2012 was a great year for live music in the Boston area. Here is the creme of the crop, according to me:
1. Refused at House of Blues Boston, July 20th
One of the greatest hardcore bands of all time proved that their reunion was not just a Cochella money grab when they announced an extensive world tour that stopped in Boston in August. Their 90 minute set was overwhelmingly intense. The aggression precision, and showmanship the band displayed defied every law that should govern a group of 40 year olds that had called it quits 14 years earlier. It would seem natural to say I wish I could have seen them in their prime, but I’m pretty sure this was it.

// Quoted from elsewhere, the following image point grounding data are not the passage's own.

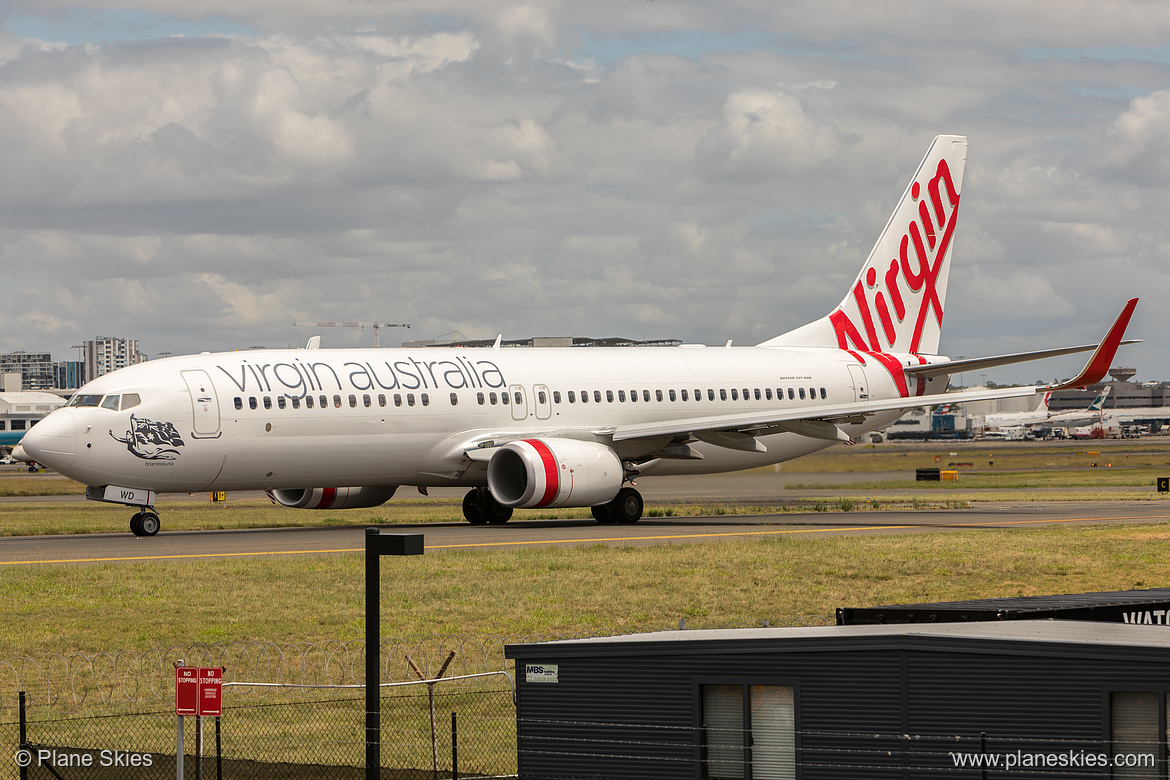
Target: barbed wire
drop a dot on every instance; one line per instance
(76, 681)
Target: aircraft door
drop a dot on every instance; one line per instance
(520, 402)
(541, 397)
(860, 388)
(204, 404)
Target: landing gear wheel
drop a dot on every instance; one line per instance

2. Bruce Springsteen at TD Garden, March 26th
There’s no such thing as a bad Bruce show, but a few factors made this one special. It was Sprinsteen’s first Boston show in three years and coincided with the release of his new album Wrecking Ball. While the tour would make multiple stops in New York and New Jersey, this was the only scheduled Boston show and had sold out in minutes. The three hours sets included a soul melody inspired by the band’s recent performance at the Apollo Theater, an epic encore with the house lights on, and everything else that has made Sprinsteen and Co. rock’s most consistent performers.
3. Motion City Soundtrack Double Header at Bamboozle Festival, May 19th
While there was no explanation as to why MCS was slated for two slots on the same stage at the Bamboozle Festival in Asbury Park, NJ, you weren’t going to hear any complaints from me. Their two appearances, one in the early afternoon and one much later at night, covered a good chunk of their discography and included very few repeats. They garnered the most enthusiastic crowd reaction that I saw all day, which is pretty impressive considering they were competing with the likes of the Foo Fighters on the main stage.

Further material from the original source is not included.